Olympic Games Boycotts and Political Events
The Summer Olympics has been plagued by political boycotts throughout its history, however the Winter Games have been mostly spared of political interference.
The one exception was the 1980 Winter Olympics, when Taiwan refused to participate in the 1980 Lake Placid Games after the International Olympic Committee prohibited it from being called the Republic of China (doing so to placate the People's Republic of China, which was returning to the Olympics for the first time since 1952).
The government of Georgia called for a boycott of the 2014 Winter Olympics, set to be held in Sochi, in response to Russia's participation in the 2008 South Ossetia war. There was also a number of organizations which called for a boycott of the 2014 Winter Olympics due to Russia's oppressive and homophobic legislation.
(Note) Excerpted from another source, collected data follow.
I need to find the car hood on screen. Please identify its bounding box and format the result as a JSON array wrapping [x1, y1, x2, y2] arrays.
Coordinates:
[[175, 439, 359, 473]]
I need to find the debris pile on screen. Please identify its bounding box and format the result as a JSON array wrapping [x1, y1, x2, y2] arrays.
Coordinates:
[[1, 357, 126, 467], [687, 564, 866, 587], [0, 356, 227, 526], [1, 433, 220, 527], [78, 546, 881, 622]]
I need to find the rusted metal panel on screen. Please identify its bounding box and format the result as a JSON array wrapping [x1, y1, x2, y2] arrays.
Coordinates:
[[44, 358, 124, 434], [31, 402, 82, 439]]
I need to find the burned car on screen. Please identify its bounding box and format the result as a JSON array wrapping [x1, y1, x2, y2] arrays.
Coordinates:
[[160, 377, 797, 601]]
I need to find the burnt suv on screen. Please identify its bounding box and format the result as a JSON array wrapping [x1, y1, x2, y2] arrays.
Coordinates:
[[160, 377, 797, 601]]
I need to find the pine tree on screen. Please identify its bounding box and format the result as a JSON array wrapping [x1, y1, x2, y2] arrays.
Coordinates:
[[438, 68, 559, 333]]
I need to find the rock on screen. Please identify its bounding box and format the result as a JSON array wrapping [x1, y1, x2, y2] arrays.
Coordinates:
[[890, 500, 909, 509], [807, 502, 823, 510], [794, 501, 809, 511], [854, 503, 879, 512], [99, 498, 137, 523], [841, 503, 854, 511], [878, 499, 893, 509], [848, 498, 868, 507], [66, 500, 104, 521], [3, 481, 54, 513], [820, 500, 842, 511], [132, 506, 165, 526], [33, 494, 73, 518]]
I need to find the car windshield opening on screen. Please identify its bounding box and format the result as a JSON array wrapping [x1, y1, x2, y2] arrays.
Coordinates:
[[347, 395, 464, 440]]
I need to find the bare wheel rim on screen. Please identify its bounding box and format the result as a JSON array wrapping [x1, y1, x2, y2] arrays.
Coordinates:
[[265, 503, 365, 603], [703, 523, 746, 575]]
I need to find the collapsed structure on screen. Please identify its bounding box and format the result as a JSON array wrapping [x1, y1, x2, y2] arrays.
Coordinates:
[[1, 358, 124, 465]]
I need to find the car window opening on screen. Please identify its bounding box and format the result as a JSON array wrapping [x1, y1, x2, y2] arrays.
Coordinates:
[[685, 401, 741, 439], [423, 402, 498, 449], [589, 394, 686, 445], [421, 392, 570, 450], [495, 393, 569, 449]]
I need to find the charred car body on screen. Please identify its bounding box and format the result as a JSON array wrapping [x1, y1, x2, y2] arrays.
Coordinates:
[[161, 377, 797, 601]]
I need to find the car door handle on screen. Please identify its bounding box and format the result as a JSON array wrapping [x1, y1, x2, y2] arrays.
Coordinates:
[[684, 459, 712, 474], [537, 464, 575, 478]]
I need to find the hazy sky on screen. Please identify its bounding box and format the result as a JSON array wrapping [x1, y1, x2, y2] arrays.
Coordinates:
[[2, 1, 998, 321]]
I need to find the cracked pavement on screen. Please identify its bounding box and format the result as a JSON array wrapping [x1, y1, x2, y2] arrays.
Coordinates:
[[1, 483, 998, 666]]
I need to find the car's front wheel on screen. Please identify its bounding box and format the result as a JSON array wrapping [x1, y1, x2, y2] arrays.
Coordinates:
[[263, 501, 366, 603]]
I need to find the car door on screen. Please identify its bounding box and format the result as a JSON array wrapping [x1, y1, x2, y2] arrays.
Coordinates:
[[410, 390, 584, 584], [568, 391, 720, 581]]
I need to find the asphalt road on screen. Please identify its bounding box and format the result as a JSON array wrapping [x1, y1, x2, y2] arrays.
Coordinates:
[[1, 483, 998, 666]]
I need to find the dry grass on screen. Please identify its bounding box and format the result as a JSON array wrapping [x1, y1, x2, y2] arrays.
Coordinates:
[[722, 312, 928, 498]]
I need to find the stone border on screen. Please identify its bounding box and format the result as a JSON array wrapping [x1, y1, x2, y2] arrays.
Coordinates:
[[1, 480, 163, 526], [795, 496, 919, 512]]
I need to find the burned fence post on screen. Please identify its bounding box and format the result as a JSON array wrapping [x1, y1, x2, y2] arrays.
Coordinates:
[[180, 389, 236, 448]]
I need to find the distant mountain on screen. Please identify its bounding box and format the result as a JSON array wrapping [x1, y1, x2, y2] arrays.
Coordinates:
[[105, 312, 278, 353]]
The Russia team was banned from competing at the 2018 Winter Olympics in PyeongChang, though some individual athletes were able to compete under the Olympic banner. In response, Russia's president Vladimir Putin had threatened to tell its athletes to boycott the 2018 Winter Olympics, but this did not eventuate.
A diplomatic boycott has been announced for the Beijing Winter Olympics in 2022. The US, UK, Australia and Canada will not send government representatives to the Games because of concerns over China's human rights record. India also joined the boycott in response to the Olympic Torch Relay including a soldier involved in a border skirmish with the Indian Army June 2020.